Lee et al. [19] reported that the incidence of adjacent segment disease (ASD) is markedly higher after PLIF surgery. This is because the spinal fixation instruments and fusion cage can significantly increase segment stiffness and stress transmission to the adjacent segment, thus accelerating the postoperative degeneration process of the adjacent segment. Similarly, some scholars speculate that long segment fixation will promote normal segment degeneration, since the longer lever arm from the multi-segment fusion will generate more stress on the remaining free segment [20]. Gene et al. [21] advocated the new-onset substantial mechanical back pain as a possible symptom of ASD. However, Kumar et al. [22] reported that longer level fusions or a PLIF addition does not increase ASD risk. Till date, studies have not definitively revealed whether the radiological alterations and clinical deterioration of ASD are the result of spinal fusion or iatrogenic production of a rigid motion segment. The exact mechanism of ASD is uncertain, but some risk factors, such as, pre-existing degeneration of the adjacent segment, exert a negative impact on ASD. Moreover, secondary degeneration of the proximal segment of spondylolisthesis may occur due to alterations in the normal spinal sequence after lumbar spondylolisthesis. Lee et al. [23] reported that pre-existing disc degeneration increases biomechanical changes in adjacent segment after surgery. Some surgeons might perform a complete PLIF at the adjacent level. However, Zhang et al. [24] demonstrated that a distraction of the intervertebral space and facet fusions in the adjacent segment can effectively prevent ASD. During PLIF surgery, bone graft fusion is generally performed to correct spondylolisthesis. However, in this study, the normal segment was only fixed without fusion in the 6S group, which achieved augmented LL and SL, compared to the 4S group. In terms of longer segmental fixation, such as, L1-S1 fixation, the L4-S1 fixation is known to avoid the complete loss of lumbar activity, induce less surgical trauma, and reduce the cost of internal fixation. Therefore, in this study, two segment fixation was recommended for patients with isthmic L5–S1 spondylolisthesis, with a long course of disease, degeneration of adjacent segments, and low bone density.

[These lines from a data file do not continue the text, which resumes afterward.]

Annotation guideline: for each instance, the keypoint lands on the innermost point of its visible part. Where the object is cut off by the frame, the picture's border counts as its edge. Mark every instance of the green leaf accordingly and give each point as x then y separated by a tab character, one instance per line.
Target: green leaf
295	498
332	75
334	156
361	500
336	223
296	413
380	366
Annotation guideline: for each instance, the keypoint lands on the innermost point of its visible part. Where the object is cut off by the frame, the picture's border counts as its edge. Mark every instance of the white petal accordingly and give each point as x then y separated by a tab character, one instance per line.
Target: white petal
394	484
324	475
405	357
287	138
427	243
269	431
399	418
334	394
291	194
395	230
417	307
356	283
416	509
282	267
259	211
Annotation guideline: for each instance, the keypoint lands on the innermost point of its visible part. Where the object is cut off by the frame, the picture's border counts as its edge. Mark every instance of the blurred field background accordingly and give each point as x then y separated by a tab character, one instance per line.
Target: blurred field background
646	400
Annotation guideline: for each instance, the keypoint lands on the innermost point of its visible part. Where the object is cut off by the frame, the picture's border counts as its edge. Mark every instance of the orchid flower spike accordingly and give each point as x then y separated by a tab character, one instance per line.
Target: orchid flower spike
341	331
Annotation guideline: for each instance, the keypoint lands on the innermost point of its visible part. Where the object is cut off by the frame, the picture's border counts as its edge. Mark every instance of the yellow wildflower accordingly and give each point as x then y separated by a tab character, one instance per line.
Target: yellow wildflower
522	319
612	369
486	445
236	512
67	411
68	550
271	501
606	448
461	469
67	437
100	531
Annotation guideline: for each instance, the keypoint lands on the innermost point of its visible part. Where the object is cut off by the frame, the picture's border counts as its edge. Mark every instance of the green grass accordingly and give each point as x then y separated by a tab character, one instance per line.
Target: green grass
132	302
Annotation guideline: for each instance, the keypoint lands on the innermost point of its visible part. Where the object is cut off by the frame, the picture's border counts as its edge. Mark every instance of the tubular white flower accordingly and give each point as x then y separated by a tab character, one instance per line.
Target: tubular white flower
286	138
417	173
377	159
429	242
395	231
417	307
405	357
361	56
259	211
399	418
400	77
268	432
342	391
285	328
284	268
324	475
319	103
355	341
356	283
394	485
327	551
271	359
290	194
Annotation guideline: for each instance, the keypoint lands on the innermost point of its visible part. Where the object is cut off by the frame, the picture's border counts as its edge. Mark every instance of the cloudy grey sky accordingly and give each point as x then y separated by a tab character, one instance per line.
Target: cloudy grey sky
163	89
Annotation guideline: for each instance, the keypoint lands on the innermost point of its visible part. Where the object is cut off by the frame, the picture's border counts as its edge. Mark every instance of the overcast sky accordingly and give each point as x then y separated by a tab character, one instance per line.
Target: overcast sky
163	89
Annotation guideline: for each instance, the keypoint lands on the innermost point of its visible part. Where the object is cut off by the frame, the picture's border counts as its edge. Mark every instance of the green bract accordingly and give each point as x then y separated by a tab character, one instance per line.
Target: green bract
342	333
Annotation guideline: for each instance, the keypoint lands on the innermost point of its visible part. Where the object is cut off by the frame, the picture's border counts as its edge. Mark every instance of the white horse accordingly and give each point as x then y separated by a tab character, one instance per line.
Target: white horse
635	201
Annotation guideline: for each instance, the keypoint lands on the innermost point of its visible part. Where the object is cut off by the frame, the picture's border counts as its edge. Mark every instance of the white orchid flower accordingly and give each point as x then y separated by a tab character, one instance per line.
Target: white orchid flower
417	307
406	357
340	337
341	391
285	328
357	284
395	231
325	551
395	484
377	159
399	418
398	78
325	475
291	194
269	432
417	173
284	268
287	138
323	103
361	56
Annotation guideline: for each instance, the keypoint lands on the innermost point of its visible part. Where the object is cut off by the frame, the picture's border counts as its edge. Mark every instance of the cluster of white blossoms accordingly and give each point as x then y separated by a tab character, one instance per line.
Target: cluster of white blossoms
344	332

There were certain limitations in our study. Firstly, this was a retrospective study. Hence, our nonrandomized design may have unintentionally introduced selection bias. Secondly, our patient population was relatively small. Finally, the mean follow-up time was relatively short (less than 2 years). In future investigations, we recommend conducting prospective multi-center studies, involving large patient population, and long-term follow up.

Conclusion

We employed two approaches to examine the post-surgical lumbar spinal sagittal stabilities and clinical functional outcomes of lumbar spondylolisthesis patients. Based on our analysis, both 4S and 6S markedly these parameters after surgery. However, relative to the 4S group, the 6S group exhibited a greater advantage in restoration and maintenance of radiographic parameters.